Bernd Klein · Texte, composition et interprétation

Polysephone
Quand le monde est à l’envers

Une chanson sur des certitudes inversées, une vérité qui disparaît et la question de savoir si nous résistons ou si nous nous contentons de regarder.

« Polysephone » est née de l’image d’un monde où les rôles familiers basculent dans leur contraire : les moutons cherchent protection auprès des loups, les poissons nagent vers le requin, le voleur garde les trésors et le menteur décide de ce qui doit passer pour vrai.

Un nom inventé entre mythe et polyphonie

Polysephone est un mot délibérément inventé. Il évoque d’abord Perséphone, figure de la mythologie grecque qui se tient entre le monde d’en haut et le monde souterrain. En même temps, il fait entendre polyphonie — le jeu de plusieurs voix indépendantes — ainsi que le mot symphonie.

Il ne s’agit pas d’une étymologie, mais d’un jeu de mots musical. Le grec phonē signifie voix ou son ; « Polysephone » devient ainsi, pour moi, une figure de plusieurs voix et en même temps de deux mondes. Cette ambiguïté correspond à la pièce : rien ne reste univoque, et des significations apparemment fixes changent de côté.

Que se passe-t-il lorsque les notions elles-mêmes perdent leur direction — lorsque la protection devient dangereuse, le mensonge crédible et la vérité suspecte ?

Les paroles originales complètes

When the gentle sheep choose ruthless wolves to keep them safe,
When fish swim straight into the shark's wide, waiting maw like a grave.

Will we rise, will we fight, will we break through the silence and chains?
Or just silently watch as it all disappears in the fire and flames?

When the blind mislead the sighted to the edge of a steep, high cliff,
When the road to escape is shattered, winding, rugged, and stiff.

When the thief is crowned as the guardian of treasures untold,
When the liar's deceit is embraced and his falsehoods are sold,
When the poison is offered as the one and only cure.

Will we rise, will we fight, will we break through the silence and chains?
Or just silently watch as it all disappears in the fire and flames?

When silence drowns out the wisdom of those who see through disguise,
When the truth disappears, entangled in a web full of lies,
When the world turns over, collapsing in sorrow and shame,
When they still wear their masks and insist that it's all just the same.

Will we rise, will we fight, will we break through the silence and chains?
Or just silently watch as it all disappears in the fire and flames?

Oh, the world's upside down, turning fast as the echoes resound,
Where deception stands tall and the truth is left lost in the ground.

Will we rise, will we fight, will we break through the silence and chains?
Or just silently watch as it all disappears in the fire and flames?

Le Cri – l’image d’un monde bouleversé

J’ai également utilisé « Polysephone » pour mon film « Did This Artist Predict the Future? » consacré au Cri d’Edvard Munch. Pour moi, l’image de Munch n’est pas seulement une représentation de l’angoisse. Elle ressemble à l’image d’une réalité où l’ordre familier lui-même commence à vaciller — et c’est précisément pourquoi elle convient si bien à ce texte.

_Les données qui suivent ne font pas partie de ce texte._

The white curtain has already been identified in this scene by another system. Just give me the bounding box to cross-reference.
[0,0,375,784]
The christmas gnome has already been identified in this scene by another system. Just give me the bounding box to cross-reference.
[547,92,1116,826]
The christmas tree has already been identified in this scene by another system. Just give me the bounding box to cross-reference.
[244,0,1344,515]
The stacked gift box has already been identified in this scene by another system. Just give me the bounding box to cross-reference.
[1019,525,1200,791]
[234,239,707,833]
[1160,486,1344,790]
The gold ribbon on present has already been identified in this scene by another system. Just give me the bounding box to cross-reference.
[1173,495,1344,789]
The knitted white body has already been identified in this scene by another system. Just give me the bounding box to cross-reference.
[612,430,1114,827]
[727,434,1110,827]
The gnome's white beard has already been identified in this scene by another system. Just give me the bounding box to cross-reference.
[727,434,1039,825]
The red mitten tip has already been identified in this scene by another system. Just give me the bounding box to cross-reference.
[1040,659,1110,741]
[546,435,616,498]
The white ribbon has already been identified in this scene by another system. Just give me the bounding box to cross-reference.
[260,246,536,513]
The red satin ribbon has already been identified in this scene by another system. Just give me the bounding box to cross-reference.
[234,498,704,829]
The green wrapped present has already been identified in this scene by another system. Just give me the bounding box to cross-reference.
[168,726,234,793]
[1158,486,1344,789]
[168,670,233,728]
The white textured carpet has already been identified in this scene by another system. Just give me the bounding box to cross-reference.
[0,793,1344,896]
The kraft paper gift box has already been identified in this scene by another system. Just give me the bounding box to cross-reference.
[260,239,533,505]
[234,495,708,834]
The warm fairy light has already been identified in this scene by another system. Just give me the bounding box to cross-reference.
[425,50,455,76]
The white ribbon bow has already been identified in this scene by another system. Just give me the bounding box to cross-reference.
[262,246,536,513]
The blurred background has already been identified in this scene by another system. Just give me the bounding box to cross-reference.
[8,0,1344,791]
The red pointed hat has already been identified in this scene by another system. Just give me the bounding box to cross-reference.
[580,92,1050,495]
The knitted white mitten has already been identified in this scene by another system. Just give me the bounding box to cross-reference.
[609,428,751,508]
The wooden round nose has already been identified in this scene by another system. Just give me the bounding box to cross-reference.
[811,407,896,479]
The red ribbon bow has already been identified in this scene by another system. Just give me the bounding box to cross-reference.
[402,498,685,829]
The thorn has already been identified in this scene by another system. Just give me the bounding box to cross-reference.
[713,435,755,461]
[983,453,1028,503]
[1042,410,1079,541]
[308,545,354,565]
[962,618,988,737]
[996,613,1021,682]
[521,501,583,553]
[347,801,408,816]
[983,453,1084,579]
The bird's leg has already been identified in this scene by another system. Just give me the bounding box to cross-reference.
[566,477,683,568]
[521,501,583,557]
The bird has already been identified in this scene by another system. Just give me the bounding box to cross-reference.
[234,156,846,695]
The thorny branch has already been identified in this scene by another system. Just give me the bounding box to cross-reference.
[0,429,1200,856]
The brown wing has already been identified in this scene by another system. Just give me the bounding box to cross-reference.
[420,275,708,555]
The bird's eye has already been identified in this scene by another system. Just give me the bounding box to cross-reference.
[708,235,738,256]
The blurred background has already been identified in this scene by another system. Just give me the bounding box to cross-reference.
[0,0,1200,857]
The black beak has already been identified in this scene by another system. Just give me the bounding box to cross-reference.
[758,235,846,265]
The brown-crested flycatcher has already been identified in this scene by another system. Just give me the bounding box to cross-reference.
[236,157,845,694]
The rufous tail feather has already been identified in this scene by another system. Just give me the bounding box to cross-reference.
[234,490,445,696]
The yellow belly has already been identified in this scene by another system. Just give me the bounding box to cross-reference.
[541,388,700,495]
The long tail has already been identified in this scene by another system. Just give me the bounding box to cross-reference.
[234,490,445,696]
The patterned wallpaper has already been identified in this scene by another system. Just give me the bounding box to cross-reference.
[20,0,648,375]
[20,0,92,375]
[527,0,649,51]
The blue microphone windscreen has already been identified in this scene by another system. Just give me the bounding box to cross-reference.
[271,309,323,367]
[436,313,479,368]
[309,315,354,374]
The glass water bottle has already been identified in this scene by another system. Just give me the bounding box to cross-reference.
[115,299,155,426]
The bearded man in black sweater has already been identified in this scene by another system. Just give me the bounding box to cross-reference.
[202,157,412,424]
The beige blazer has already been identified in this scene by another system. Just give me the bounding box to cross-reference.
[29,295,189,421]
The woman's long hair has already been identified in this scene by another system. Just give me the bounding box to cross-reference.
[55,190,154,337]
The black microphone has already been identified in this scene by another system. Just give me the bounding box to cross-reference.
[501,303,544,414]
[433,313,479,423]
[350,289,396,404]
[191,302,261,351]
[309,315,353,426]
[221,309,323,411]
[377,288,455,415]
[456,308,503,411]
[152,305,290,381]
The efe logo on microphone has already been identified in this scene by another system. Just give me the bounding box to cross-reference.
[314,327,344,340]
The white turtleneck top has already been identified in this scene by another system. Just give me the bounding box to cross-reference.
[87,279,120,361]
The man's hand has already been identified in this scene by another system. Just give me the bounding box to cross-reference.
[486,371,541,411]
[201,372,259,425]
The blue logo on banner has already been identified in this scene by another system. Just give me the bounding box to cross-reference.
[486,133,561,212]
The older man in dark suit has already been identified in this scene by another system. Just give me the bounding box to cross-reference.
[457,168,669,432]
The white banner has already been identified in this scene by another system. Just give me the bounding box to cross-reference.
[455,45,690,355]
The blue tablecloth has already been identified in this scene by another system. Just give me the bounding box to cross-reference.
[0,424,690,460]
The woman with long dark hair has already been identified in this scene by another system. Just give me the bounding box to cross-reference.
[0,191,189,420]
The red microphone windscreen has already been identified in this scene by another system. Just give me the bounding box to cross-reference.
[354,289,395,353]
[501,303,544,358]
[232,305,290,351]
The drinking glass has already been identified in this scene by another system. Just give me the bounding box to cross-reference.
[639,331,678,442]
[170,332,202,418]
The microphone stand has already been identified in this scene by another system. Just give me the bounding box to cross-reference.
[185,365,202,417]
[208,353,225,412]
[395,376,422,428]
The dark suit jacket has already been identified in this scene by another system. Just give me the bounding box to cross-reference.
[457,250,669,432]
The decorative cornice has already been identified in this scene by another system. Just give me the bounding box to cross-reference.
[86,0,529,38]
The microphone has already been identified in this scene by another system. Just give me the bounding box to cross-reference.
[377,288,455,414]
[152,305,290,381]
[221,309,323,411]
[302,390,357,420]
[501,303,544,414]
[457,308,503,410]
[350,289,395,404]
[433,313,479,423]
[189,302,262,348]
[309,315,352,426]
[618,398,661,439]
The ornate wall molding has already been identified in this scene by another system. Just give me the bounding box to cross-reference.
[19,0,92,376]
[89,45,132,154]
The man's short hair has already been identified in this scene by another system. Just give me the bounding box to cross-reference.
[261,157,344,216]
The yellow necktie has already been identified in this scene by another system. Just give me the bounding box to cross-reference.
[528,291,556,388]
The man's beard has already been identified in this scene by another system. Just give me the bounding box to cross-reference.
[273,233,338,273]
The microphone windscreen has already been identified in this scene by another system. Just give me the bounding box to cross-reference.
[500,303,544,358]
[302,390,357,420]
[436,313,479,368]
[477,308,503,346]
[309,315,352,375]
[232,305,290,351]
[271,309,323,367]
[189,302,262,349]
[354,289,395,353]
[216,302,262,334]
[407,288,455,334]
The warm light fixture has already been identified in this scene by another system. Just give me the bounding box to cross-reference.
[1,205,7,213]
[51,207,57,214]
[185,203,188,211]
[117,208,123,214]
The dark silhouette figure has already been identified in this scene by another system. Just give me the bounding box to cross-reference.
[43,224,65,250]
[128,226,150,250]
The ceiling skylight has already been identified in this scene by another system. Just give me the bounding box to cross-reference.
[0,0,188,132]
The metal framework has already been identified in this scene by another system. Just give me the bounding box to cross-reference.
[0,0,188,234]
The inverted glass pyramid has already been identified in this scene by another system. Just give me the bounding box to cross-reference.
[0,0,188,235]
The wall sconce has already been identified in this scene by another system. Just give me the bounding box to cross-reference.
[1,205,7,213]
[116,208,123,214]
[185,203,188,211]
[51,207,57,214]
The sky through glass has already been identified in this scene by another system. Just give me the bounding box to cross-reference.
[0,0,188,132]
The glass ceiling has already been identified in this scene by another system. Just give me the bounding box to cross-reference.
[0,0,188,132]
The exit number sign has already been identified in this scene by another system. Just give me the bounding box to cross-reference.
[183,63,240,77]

Peut-être Le Cri est-il même un peu trop efficace : le film ne compte pas vraiment parmi les images les plus inoffensives de ma chaîne. Ceux qui osent tout de même peuvent le trouver ici :

Miniature du film sur Munch Did This Artist Predict the Future?
Did This Artist Predict the Future? — le film sur Munch sur YouTube.

Une vidéo antérieure autour du même thème

Dans une vidéo antérieure également, la musique, la transformation artistique et la question d’une réalité devenue incertaine se rencontrent.

Miniature d’une vidéo antérieure de Bernd Klein
Une vidéo antérieure de Bernd Klein — à voir sur YouTube.

L’album Polysephone

« Polysephone » est aussi le morceau-titre de mon album du même nom. L’album est paru en 2025 et comprend six morceaux. On y trouve également « Eel’usive Truth », qui a ensuite accompagné les deux films expérimentaux sur Van Gogh.

Deux morceaux, une question apparentée

« Polysephone » et « Eel’usive Truth » sont musicalement différents, mais tournent autour d’une expérience proche : que se passe-t-il lorsque la réalité ne semble plus fiable ? Dans « Polysephone », le monde est renversé par les mots. Dans « Eel’usive Truth », la vérité se dérobe comme quelque chose qu’on essaie juste de saisir.

Pour moi, cette question relie musique et image. C’est pourquoi les deux morceaux apparaissent dans des films qui interrogent la perception, la transformation artistique et la relation entre réalité et imagination.